South Carolina Program Puts HAIs in the Crosshairs
Most media attention in South Carolina today is focused on the incriminating photographs of Olympic hero Michael Phelps allegedly huffing marijuana bong hits and whether the cops in Columbia will press drug possession charges against the world's greatest swimmer.
Away from the center ring of that media circus, however, there is real news breaking in the Palmetto State, and it's coming from the healthcare sector. Midday today marks the launch of the South Carolina Healthcare Quality Trust, a statewide, voluntary hospital quality collaborative to reduce hospital-acquired infections and their associated costs.
SCHQT is an awkward acronym for a promising program that creates an information-sharing portal linking the state's 65 hospitals with one another and with the major academic and research medical facilities in the state, with an emphasis on using evidence-based practices that eliminate preventable HAIs.
Rick Foster, MD, a family physician and senior vice president of quality and patient safety for the South Carolina Hospital Association, says the free information-sharing portal will be an important new tool available to every hospital in the state, no matter how small or remote. "We're making this available to small and rural and critical-access hospitals, where they may have more limited resources from an infection control standpoint or may not have direct access to infectious disease physicians," he says.
SCHQT will allow hospitals to determine what's causing the HAIs and to find and promote preventive procedures. "We are one of the states that does have required reporting for HAIs, so there is more visibility in our state as far as where we are and where we have opportunities for improvement," Foster says. "We felt like we needed to find better ways to use the data that was being reported for quality research purposes and not just for public reporting."

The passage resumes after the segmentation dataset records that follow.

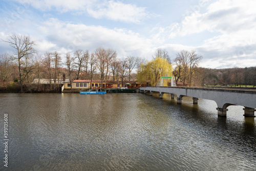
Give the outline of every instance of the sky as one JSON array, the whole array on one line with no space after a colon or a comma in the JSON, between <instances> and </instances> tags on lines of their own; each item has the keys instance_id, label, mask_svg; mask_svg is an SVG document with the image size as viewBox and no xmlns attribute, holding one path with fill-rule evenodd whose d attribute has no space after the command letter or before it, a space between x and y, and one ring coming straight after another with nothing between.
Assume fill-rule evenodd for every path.
<instances>
[{"instance_id":1,"label":"sky","mask_svg":"<svg viewBox=\"0 0 256 171\"><path fill-rule=\"evenodd\" d=\"M29 35L40 54L115 50L148 61L182 50L209 68L256 66L255 0L0 0L0 39ZM0 53L11 53L0 41ZM63 59L62 59L63 60Z\"/></svg>"}]
</instances>

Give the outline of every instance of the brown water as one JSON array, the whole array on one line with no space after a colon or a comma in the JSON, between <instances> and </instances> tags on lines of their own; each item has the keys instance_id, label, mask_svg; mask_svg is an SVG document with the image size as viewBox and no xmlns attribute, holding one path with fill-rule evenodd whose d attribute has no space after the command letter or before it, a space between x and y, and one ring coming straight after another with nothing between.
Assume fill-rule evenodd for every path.
<instances>
[{"instance_id":1,"label":"brown water","mask_svg":"<svg viewBox=\"0 0 256 171\"><path fill-rule=\"evenodd\" d=\"M0 170L252 170L254 118L242 106L168 95L1 94L8 114L8 167ZM4 141L3 131L1 132Z\"/></svg>"}]
</instances>

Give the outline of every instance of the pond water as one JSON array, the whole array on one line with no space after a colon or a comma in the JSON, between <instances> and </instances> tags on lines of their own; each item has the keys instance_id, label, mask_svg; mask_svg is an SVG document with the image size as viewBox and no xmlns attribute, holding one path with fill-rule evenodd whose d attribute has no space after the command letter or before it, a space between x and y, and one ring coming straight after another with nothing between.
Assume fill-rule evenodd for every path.
<instances>
[{"instance_id":1,"label":"pond water","mask_svg":"<svg viewBox=\"0 0 256 171\"><path fill-rule=\"evenodd\" d=\"M1 170L256 168L255 119L243 106L225 118L213 101L177 104L168 94L0 94L0 101Z\"/></svg>"}]
</instances>

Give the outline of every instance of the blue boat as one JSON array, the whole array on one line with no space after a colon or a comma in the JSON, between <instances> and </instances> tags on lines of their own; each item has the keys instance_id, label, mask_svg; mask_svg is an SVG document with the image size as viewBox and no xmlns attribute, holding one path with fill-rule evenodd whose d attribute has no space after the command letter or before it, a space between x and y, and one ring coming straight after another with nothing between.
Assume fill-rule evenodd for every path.
<instances>
[{"instance_id":1,"label":"blue boat","mask_svg":"<svg viewBox=\"0 0 256 171\"><path fill-rule=\"evenodd\" d=\"M105 94L106 92L80 92L80 94Z\"/></svg>"}]
</instances>

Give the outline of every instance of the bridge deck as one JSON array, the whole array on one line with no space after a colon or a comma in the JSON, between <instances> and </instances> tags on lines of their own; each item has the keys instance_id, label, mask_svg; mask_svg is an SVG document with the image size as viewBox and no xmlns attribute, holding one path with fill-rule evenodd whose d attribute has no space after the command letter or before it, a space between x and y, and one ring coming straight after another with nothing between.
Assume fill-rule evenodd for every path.
<instances>
[{"instance_id":1,"label":"bridge deck","mask_svg":"<svg viewBox=\"0 0 256 171\"><path fill-rule=\"evenodd\" d=\"M194 100L196 100L196 102L198 98L214 100L217 103L219 115L226 116L228 110L227 108L231 105L244 106L245 108L244 109L245 115L250 116L254 116L254 109L256 108L256 90L254 89L145 87L140 88L140 90L144 92L150 91L151 93L159 92L160 98L162 97L163 93L176 94L178 103L181 103L183 96L192 97Z\"/></svg>"}]
</instances>

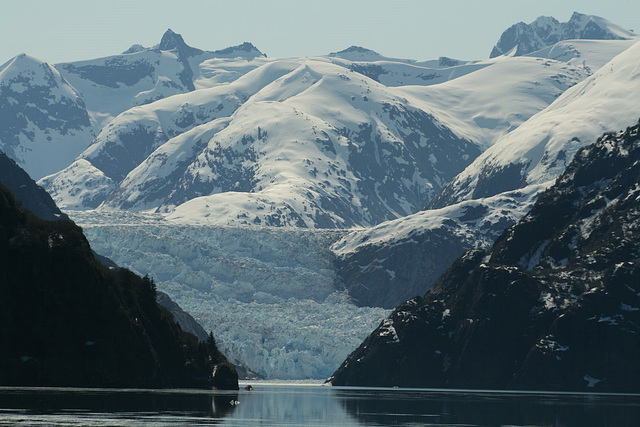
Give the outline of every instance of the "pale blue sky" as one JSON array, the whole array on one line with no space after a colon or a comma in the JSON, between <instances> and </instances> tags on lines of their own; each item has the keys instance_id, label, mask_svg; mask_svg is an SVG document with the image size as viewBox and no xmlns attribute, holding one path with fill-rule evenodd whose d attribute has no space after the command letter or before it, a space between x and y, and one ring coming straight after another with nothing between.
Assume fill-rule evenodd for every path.
<instances>
[{"instance_id":1,"label":"pale blue sky","mask_svg":"<svg viewBox=\"0 0 640 427\"><path fill-rule=\"evenodd\" d=\"M271 57L364 46L397 58L481 59L512 24L573 11L640 32L637 0L0 0L0 63L51 63L159 43L167 28L205 50L252 42Z\"/></svg>"}]
</instances>

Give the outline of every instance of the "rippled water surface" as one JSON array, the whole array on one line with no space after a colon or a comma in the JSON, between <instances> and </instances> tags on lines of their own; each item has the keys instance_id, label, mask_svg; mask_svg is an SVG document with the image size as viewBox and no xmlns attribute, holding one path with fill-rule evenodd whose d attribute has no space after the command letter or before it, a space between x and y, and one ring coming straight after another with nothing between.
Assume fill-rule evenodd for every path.
<instances>
[{"instance_id":1,"label":"rippled water surface","mask_svg":"<svg viewBox=\"0 0 640 427\"><path fill-rule=\"evenodd\" d=\"M238 392L0 388L0 425L636 427L640 395L273 384Z\"/></svg>"}]
</instances>

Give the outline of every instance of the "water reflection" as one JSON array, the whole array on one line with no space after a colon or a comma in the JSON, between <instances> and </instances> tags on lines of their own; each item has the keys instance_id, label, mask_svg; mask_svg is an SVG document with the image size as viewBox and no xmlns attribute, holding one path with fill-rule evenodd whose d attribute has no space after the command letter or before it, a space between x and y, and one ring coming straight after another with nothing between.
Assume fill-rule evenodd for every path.
<instances>
[{"instance_id":1,"label":"water reflection","mask_svg":"<svg viewBox=\"0 0 640 427\"><path fill-rule=\"evenodd\" d=\"M633 426L640 395L254 384L253 391L0 387L1 425Z\"/></svg>"},{"instance_id":2,"label":"water reflection","mask_svg":"<svg viewBox=\"0 0 640 427\"><path fill-rule=\"evenodd\" d=\"M153 416L215 420L232 413L237 401L237 392L202 390L0 388L0 410L5 415L11 410L27 416L65 413L70 417L83 414L86 418L88 414L111 414L122 419L135 414L137 419Z\"/></svg>"},{"instance_id":3,"label":"water reflection","mask_svg":"<svg viewBox=\"0 0 640 427\"><path fill-rule=\"evenodd\" d=\"M639 396L336 390L364 425L637 426Z\"/></svg>"}]
</instances>

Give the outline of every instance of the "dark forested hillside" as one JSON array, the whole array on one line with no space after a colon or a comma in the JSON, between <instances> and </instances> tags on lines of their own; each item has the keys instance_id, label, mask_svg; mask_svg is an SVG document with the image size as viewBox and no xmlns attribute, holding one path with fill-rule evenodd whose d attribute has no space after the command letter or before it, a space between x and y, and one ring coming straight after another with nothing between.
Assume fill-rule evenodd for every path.
<instances>
[{"instance_id":1,"label":"dark forested hillside","mask_svg":"<svg viewBox=\"0 0 640 427\"><path fill-rule=\"evenodd\" d=\"M23 210L0 185L0 384L237 387L211 337L183 332L153 280L94 258L82 230Z\"/></svg>"},{"instance_id":2,"label":"dark forested hillside","mask_svg":"<svg viewBox=\"0 0 640 427\"><path fill-rule=\"evenodd\" d=\"M639 129L579 151L490 252L396 308L332 384L639 392Z\"/></svg>"}]
</instances>

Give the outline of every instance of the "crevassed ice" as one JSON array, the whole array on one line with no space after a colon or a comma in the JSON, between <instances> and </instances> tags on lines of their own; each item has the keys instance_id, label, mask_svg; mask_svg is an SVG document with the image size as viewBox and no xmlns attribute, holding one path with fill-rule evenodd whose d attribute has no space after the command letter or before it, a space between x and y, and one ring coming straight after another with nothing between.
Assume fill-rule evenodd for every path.
<instances>
[{"instance_id":1,"label":"crevassed ice","mask_svg":"<svg viewBox=\"0 0 640 427\"><path fill-rule=\"evenodd\" d=\"M96 252L149 274L227 357L267 379L329 377L388 315L336 289L329 247L342 231L70 214Z\"/></svg>"}]
</instances>

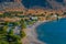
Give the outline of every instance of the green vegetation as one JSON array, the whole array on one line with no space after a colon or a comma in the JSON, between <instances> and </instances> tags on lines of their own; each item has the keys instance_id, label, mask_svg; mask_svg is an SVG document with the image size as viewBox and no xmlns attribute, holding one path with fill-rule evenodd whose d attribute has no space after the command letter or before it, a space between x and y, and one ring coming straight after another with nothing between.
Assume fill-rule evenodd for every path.
<instances>
[{"instance_id":1,"label":"green vegetation","mask_svg":"<svg viewBox=\"0 0 66 44\"><path fill-rule=\"evenodd\" d=\"M21 21L22 28L24 26L24 21ZM25 36L25 33L21 30L19 35L15 35L13 30L16 25L20 25L20 22L4 22L4 25L0 28L0 44L22 44L21 38ZM9 24L14 26L8 32Z\"/></svg>"},{"instance_id":2,"label":"green vegetation","mask_svg":"<svg viewBox=\"0 0 66 44\"><path fill-rule=\"evenodd\" d=\"M26 24L25 24L25 21L23 19L21 19L20 23L21 23L22 29L26 29Z\"/></svg>"}]
</instances>

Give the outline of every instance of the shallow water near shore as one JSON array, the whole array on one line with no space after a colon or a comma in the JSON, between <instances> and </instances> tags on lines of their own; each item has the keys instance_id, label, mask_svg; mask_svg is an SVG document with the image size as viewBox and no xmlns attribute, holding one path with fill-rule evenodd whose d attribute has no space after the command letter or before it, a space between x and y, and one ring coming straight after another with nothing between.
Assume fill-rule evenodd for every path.
<instances>
[{"instance_id":1,"label":"shallow water near shore","mask_svg":"<svg viewBox=\"0 0 66 44\"><path fill-rule=\"evenodd\" d=\"M37 38L46 44L66 44L66 18L42 23L36 33Z\"/></svg>"}]
</instances>

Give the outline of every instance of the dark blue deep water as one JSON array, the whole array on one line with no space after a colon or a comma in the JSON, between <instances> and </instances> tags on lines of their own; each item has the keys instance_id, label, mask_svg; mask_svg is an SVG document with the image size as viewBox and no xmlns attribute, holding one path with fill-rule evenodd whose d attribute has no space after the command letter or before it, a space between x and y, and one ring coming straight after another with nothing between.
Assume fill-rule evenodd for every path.
<instances>
[{"instance_id":1,"label":"dark blue deep water","mask_svg":"<svg viewBox=\"0 0 66 44\"><path fill-rule=\"evenodd\" d=\"M66 19L42 23L36 33L37 38L46 44L66 44Z\"/></svg>"}]
</instances>

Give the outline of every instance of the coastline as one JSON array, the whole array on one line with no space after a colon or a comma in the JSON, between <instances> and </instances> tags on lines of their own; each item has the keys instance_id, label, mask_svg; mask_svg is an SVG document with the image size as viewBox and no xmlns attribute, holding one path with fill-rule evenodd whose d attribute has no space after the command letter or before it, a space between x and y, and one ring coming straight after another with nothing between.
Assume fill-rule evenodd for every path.
<instances>
[{"instance_id":1,"label":"coastline","mask_svg":"<svg viewBox=\"0 0 66 44\"><path fill-rule=\"evenodd\" d=\"M45 21L37 21L36 23L34 23L30 28L24 29L26 36L24 38L22 38L22 43L23 44L45 44L44 42L41 42L37 40L37 34L35 32L35 28L44 22L47 22L47 21L46 20Z\"/></svg>"}]
</instances>

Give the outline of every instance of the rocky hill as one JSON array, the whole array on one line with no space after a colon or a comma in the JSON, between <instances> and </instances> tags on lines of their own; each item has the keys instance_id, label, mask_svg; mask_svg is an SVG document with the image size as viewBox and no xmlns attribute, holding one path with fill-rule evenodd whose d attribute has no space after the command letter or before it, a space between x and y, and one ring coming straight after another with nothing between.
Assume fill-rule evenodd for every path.
<instances>
[{"instance_id":1,"label":"rocky hill","mask_svg":"<svg viewBox=\"0 0 66 44\"><path fill-rule=\"evenodd\" d=\"M0 11L18 9L66 10L66 0L0 0Z\"/></svg>"}]
</instances>

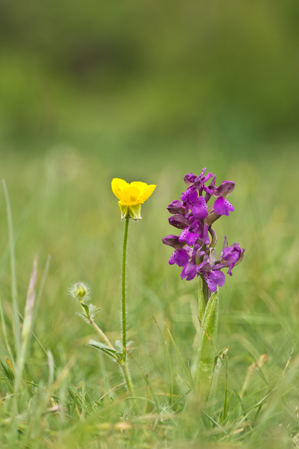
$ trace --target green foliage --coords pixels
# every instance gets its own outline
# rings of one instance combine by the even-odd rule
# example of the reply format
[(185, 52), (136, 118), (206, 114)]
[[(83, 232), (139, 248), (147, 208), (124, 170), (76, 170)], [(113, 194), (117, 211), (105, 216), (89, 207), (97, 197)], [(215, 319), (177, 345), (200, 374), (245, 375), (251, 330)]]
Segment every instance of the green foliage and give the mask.
[(196, 366), (197, 388), (201, 400), (207, 400), (215, 368), (214, 342), (218, 333), (219, 290), (211, 295), (202, 319)]
[[(102, 309), (95, 317), (97, 324), (110, 341), (121, 341), (117, 330), (123, 224), (109, 182), (114, 176), (125, 178), (127, 169), (114, 160), (105, 164), (65, 147), (45, 157), (3, 158), (11, 203), (20, 336), (37, 249), (39, 259), (13, 433), (17, 357), (2, 196), (1, 447), (277, 449), (299, 444), (298, 156), (288, 154), (286, 147), (284, 161), (261, 154), (245, 161), (227, 156), (224, 162), (215, 147), (206, 161), (198, 152), (201, 168), (206, 162), (217, 179), (236, 183), (231, 197), (236, 211), (215, 226), (220, 246), (226, 234), (229, 243), (237, 236), (246, 248), (244, 261), (221, 289), (217, 342), (211, 337), (217, 350), (226, 348), (218, 350), (224, 364), (229, 345), (227, 376), (211, 345), (215, 368), (209, 402), (203, 408), (188, 389), (196, 377), (201, 331), (197, 282), (181, 280), (179, 269), (167, 264), (171, 250), (160, 242), (170, 231), (165, 205), (179, 196), (185, 173), (196, 172), (193, 162), (179, 159), (183, 149), (178, 148), (173, 150), (177, 164), (171, 170), (161, 163), (157, 168), (155, 159), (151, 165), (150, 156), (135, 164), (134, 152), (126, 154), (133, 173), (128, 180), (148, 180), (157, 186), (151, 202), (144, 206), (143, 220), (132, 225), (129, 241), (128, 333), (134, 342), (130, 348), (137, 349), (129, 350), (127, 359), (139, 416), (134, 416), (119, 364), (98, 346), (86, 346), (91, 339), (102, 342), (75, 314), (81, 306), (67, 292), (77, 279), (86, 281), (93, 303)], [(121, 344), (115, 348), (121, 352)]]

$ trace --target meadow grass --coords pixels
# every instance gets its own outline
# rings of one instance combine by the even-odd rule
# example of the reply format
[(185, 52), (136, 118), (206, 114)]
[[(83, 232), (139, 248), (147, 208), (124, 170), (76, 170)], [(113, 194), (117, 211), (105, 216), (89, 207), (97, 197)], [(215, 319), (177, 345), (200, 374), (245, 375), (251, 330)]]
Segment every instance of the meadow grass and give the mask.
[[(226, 160), (215, 151), (205, 160), (198, 152), (194, 166), (180, 163), (178, 149), (168, 164), (167, 155), (103, 162), (67, 148), (2, 158), (13, 224), (9, 220), (7, 226), (3, 193), (2, 447), (299, 445), (298, 158), (287, 149), (283, 159), (268, 152)], [(161, 241), (172, 231), (166, 207), (184, 189), (183, 176), (204, 166), (216, 174), (216, 184), (236, 182), (230, 197), (235, 211), (215, 228), (220, 240), (225, 233), (229, 244), (237, 240), (246, 248), (220, 289), (215, 343), (218, 350), (229, 346), (228, 374), (221, 367), (216, 403), (205, 409), (181, 381), (185, 373), (164, 324), (194, 372), (201, 332), (197, 283), (181, 280), (178, 267), (168, 264), (171, 249)], [(110, 341), (120, 339), (124, 224), (111, 190), (114, 177), (157, 185), (143, 206), (143, 220), (130, 223), (129, 230), (128, 325), (136, 349), (129, 362), (139, 416), (117, 364), (86, 346), (96, 335), (68, 295), (72, 283), (87, 282), (91, 301), (101, 308), (96, 322)], [(26, 317), (18, 346), (17, 322)]]

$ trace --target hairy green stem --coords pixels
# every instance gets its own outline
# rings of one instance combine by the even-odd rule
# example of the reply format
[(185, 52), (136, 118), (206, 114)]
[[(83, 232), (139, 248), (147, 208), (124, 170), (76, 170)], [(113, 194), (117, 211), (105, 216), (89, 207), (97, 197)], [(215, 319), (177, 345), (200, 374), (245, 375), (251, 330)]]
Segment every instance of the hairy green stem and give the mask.
[[(127, 259), (127, 242), (128, 241), (128, 231), (130, 216), (126, 217), (125, 224), (125, 234), (124, 235), (124, 246), (123, 247), (123, 269), (122, 275), (122, 328), (123, 331), (123, 360), (126, 364), (127, 359), (127, 316), (126, 308), (126, 266)], [(129, 388), (129, 386), (128, 386)]]
[[(125, 377), (125, 379), (126, 379), (129, 393), (132, 398), (134, 398), (135, 396), (135, 394), (133, 389), (133, 386), (129, 372), (129, 370), (128, 369), (127, 361), (126, 361), (125, 362), (122, 361), (120, 362), (120, 364), (123, 370), (123, 373), (124, 373), (124, 376)], [(134, 410), (135, 416), (138, 416), (139, 415), (139, 411), (138, 410), (137, 404), (136, 404), (136, 401), (134, 399), (132, 399), (132, 400), (133, 401), (133, 406)]]
[(114, 349), (113, 345), (110, 343), (109, 339), (107, 338), (107, 337), (106, 337), (106, 336), (104, 333), (103, 331), (101, 329), (100, 329), (100, 328), (98, 327), (98, 326), (97, 326), (96, 324), (96, 323), (95, 323), (95, 322), (94, 321), (94, 320), (93, 320), (92, 317), (90, 316), (90, 315), (88, 316), (87, 318), (88, 319), (88, 321), (91, 324), (91, 325), (94, 328), (94, 329), (95, 329), (96, 330), (96, 331), (98, 332), (98, 333), (99, 334), (99, 335), (101, 335), (101, 336), (102, 337), (102, 338), (103, 338), (104, 341), (106, 342), (106, 343), (107, 344), (108, 346), (109, 346), (109, 347), (110, 347), (111, 348), (111, 349), (113, 349), (114, 351), (115, 351), (115, 349)]
[[(124, 235), (124, 246), (123, 247), (123, 267), (122, 272), (122, 331), (123, 339), (123, 358), (121, 362), (121, 366), (124, 373), (124, 376), (127, 382), (128, 390), (130, 395), (135, 396), (132, 381), (128, 369), (127, 362), (127, 308), (126, 305), (126, 268), (127, 264), (127, 243), (128, 242), (128, 231), (129, 230), (129, 221), (130, 216), (126, 217), (125, 224), (125, 233)], [(139, 415), (137, 405), (133, 400), (133, 408), (135, 415)]]

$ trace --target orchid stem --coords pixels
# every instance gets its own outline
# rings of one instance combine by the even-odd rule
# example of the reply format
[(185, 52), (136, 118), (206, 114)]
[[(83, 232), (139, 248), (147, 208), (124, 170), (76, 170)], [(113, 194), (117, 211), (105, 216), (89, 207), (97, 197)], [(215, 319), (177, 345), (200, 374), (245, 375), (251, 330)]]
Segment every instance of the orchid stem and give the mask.
[(127, 242), (130, 216), (126, 217), (124, 246), (123, 248), (123, 272), (122, 276), (122, 327), (123, 331), (123, 360), (126, 364), (127, 359), (127, 311), (126, 308), (126, 267), (127, 259)]

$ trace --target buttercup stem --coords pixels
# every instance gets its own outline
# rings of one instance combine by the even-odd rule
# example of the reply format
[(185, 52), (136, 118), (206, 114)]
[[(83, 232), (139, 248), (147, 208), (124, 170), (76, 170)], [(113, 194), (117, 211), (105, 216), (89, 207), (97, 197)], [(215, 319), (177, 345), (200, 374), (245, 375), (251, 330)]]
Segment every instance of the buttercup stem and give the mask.
[(101, 330), (100, 329), (100, 328), (96, 324), (96, 323), (95, 323), (95, 322), (94, 321), (94, 320), (93, 320), (92, 317), (90, 316), (87, 317), (87, 318), (88, 319), (88, 321), (89, 321), (89, 322), (90, 323), (91, 325), (93, 326), (94, 329), (95, 329), (95, 330), (96, 331), (96, 332), (98, 332), (98, 333), (99, 334), (99, 335), (101, 335), (101, 336), (102, 337), (103, 339), (104, 340), (104, 341), (106, 342), (106, 343), (107, 344), (108, 346), (109, 346), (109, 347), (111, 348), (111, 349), (113, 349), (114, 351), (115, 351), (115, 348), (113, 347), (113, 345), (110, 343), (109, 339), (106, 337), (106, 336), (104, 333), (103, 331)]
[[(130, 216), (126, 217), (125, 224), (125, 234), (124, 235), (124, 246), (123, 248), (123, 272), (122, 277), (122, 327), (123, 331), (123, 360), (125, 364), (127, 359), (127, 316), (126, 309), (126, 265), (127, 258), (127, 242), (128, 241), (128, 231)], [(128, 385), (129, 388), (129, 385)]]

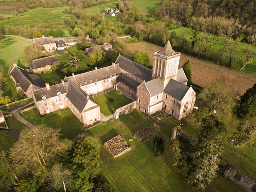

In addition to SCHA and its member hospitals and major health systems, the first-of-its-kind SCHQT ties in medical researchers from Clemson University, Medical University of South Carolina, and the University of South Carolina. SCHQT is coordinated through Health Sciences South Carolina, a private-public collaborative of the state's major universities and health systems, with the help of Premier Inc., the healthcare-purchasing network that has compiled a massive repository of clinical information.